Stationary point is at $(7,1)$

Find $\frac{\partial^2 f}{dx^2}=2$ and $\frac{\partial^2 f}{dy^2}=12$ to determine that this is a minimum point (might otherwise have been a maximum or saddle point).

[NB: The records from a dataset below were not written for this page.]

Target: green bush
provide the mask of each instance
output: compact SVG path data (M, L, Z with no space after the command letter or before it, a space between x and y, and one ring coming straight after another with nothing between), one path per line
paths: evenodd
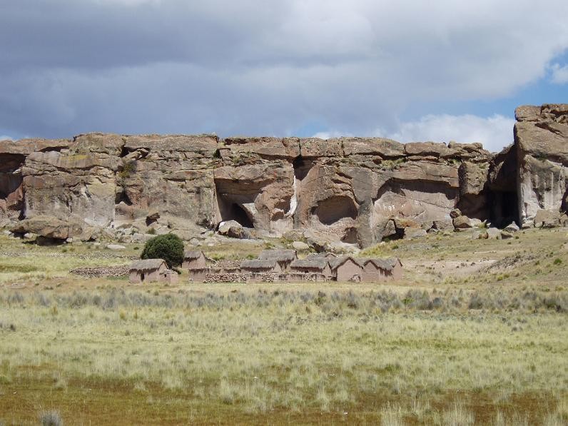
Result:
M179 266L183 262L183 243L176 234L158 235L146 242L141 259L163 259L168 268Z

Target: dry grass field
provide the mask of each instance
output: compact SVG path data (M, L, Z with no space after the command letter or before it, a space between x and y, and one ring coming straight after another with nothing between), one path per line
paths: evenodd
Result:
M566 425L567 233L382 244L386 285L171 287L69 273L141 245L0 237L0 425Z

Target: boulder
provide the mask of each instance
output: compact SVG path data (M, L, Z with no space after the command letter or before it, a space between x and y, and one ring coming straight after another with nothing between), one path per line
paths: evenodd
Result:
M507 232L517 232L519 230L519 225L517 225L514 222L512 222L507 226L503 228L503 230L506 230Z
M248 240L252 238L250 230L243 227L236 220L221 222L218 232L219 235L225 235L231 238Z
M108 250L125 250L126 248L120 244L107 244L105 245L105 248L108 248Z
M486 233L490 240L501 239L501 231L497 228L488 228Z
M420 228L407 228L405 229L405 240L413 240L427 235L426 230Z
M160 212L157 210L150 211L146 215L146 225L150 225L160 218Z
M454 218L453 225L456 230L470 229L474 227L471 219L467 216L456 216Z
M294 241L292 243L292 247L297 251L308 251L310 246L303 241Z
M455 219L456 218L461 216L462 212L460 211L459 208L452 208L450 211L450 217L452 219Z
M454 223L451 219L441 219L440 220L434 220L432 227L438 230L453 230Z
M54 216L39 215L18 222L11 229L18 234L34 233L44 238L65 240L81 235L79 225L58 219Z
M397 228L394 220L387 220L382 230L380 232L380 239L389 238L397 235Z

Work out the value $f(7,1)=49-14+6-84+2+41=0$

This is the minimum value of $f(x,y)$.

Therefore $f(x,y)\ge 0$

Answer 3

In the original variables, your polynomial is $(x-y-6)^2 + 5(y-1)^2 $ and so is non-negative, equal to zero only when $y=1$ and then $x=7,$ so $(7,1)$

$$\left( \begin{array}{rrr} 1 & 0 & 0 \\ - 1 & 1 & 0 \\ - 6 & - 1 & 1 \\ \end{array} \right) \left( \begin{array}{rrr} 1 & 0 & 0 \\ 0 & 5 & 0 \\ 0 & 0 & 0 \\ \end{array} \right) \left( \begin{array}{rrr} 1 & - 1 & - 6 \\ 0 & 1 & - 1 \\ 0 & 0 & 1 \\ \end{array} \right) = \left( \begin{array}{rrr} 1 & - 1 & - 6 \\ - 1 & 6 & 1 \\ - 6 & 1 & 41 \\ \end{array} \right) $$

Answer 4

We can write given Polynomial in Quadratic equation in (y-1) as- f(x,y)=$x^2−2xy+6y^2−12x+2y+41$ =$x^2−2xy+y^2+36−12x+12y+5y^2-10y+5$ =${(x-y)}^2$ + ${6}^2$ -2.6.(x-y) + 5${(y-1)}^2$ =${(x-y-6)}^2$ + 5${(y-1)}^2$ =${[(x-7)-(y-1)]}^2$ + 5${(y-1)}^2$ =6${(y-1)}^2$ - 2(x-7)(y-1) + ${(x-7)}^2$ which is Quadratic equation in (y-1). Now $B^2$-4AC=${[-2(x-7)]}^2$ - 4.6.${(x-7)}^2$ =-20.${(x-7)}^2$ <0 or 0 (at x=7) = -ve definite or 0, which implies that f(x,y)=$x^2−2xy+6y^2−12x+2y+41$>0 or 0 i.e. f(x,y)is positive definite & the equality holds if x=7 & y=1 [as it is quadratic also in (y-1)]. Hence proved.